Hiroya Masuda, a candidate to be the next Governor of Tokyo, has vowed to “speed up” the Japanese capital’s preparations for the 2020 Olympic and Paralympic Games as campaigning for the role began today.
A number of Japanese politicians and officials have put themselves forward for the position, vacated last month by Yoichi Masuzoe, who resigned after he was accused of misusing public funds.
The successful candidate will become the third Tokyo Governor since the city was awarded the 2020 Olympics and Paralympics in 2013.
One of their first official duties will be to accept the Olympic flag from Brazilian organisers as the head of the next host city at the Closing Ceremony of Rio 2016 on August 21.
This was expected to be performed by a temporary Governor but the new leader of Tokyo is now likely to take over, with the vote scheduled for July 31.
Masuda, a former bureaucrat backed by Prime Minister Shinzō Abe's ruling Liberal Democratic Party, will go up against Yuriko Koike, Japan’s first female Defence Minister, and a host of others in the race to become Masuzoe’s successor.
The topic of the Tokyo 2020 Olympics and Paralympics was high on the agenda of the candidates at a press conference held today, with Masuda and Koike both pledging to ensure the event in four years’ time runs smoothly.
“Politics and money, a very old problem, arose again, leaving Tokyo leaderless at a time when it faces many issues,” Masuda, a former Cabinet Minister, said, as reported by Reuters.
“The first growth strategy I wish to promote is the Tokyo 2020 Olympics.
“We have stumbled just at the start and need to speed up our preparations.”
Koike said she hopes to use the Olympics in 2020 “as a chance to build for a new Tokyo beyond 2020”.
Masuzoe, who replaced Naoki Inose, quit on June 15 in the wake of continued calls for him to resign, which had overshadowed all other matters in the Japanese capital.
The 67-year-old former Health Minister was alleged to have spent JPY ¥213 million (£1.5 million/$2 million/€1.8 million) on eight trips during his first two-years in office, with claims he had used funds to holiday lavishly with his family.
Tokyo 2020 organisers claim that the furore surrounding Masuzoe has not been a distraction to Games planners, who are still reeling from problems which have included the scrapping of initial plans for the newly-designed National Stadium and a plagiarism scandal surrounding the initial emblem choice.
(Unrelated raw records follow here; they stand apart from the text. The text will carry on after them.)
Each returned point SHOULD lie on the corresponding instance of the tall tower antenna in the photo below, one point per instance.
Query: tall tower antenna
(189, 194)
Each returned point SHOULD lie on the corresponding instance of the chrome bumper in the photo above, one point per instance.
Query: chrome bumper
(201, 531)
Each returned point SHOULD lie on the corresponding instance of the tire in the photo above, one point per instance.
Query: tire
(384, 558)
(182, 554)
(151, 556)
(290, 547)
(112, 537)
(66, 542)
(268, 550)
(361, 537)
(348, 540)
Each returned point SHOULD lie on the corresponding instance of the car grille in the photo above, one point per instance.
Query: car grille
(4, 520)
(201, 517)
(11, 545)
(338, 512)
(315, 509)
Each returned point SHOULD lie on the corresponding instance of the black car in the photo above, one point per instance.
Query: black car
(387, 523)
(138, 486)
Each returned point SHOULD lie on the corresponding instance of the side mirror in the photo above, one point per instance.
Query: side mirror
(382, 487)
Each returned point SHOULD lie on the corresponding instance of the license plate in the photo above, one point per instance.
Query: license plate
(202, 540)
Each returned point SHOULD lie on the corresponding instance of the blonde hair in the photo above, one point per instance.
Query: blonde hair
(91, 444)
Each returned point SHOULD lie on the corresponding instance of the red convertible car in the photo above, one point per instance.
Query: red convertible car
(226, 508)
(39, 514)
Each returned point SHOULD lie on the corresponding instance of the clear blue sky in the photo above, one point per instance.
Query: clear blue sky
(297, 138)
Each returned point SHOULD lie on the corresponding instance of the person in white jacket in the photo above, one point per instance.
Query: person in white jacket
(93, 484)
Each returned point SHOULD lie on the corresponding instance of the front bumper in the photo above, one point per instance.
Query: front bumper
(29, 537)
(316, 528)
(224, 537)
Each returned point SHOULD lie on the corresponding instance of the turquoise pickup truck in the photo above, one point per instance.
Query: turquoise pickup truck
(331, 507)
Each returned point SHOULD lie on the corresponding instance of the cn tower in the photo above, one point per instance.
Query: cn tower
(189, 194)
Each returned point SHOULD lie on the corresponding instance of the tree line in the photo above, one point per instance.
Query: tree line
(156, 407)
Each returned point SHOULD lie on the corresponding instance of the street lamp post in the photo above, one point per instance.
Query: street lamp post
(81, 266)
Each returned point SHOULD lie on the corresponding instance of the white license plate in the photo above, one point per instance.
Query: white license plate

These were followed by allegations of a suspicious payment made by Tokyo 2020 to Black Tidings, a Singapore-based firm with links to the son of former International Olympic Committee member Lamine Diack, during its successful campaign.
Black Tidings is already under investigation by French prosecutors as part of an inquiry into its use to channel money involved in the cover-up of Russian doping cases.
Japanese Olympic Committee President and Tokyo bid leader Tsunekazu Takeda insists the fee was for legitimate consultancy work, but the French probe is continuing.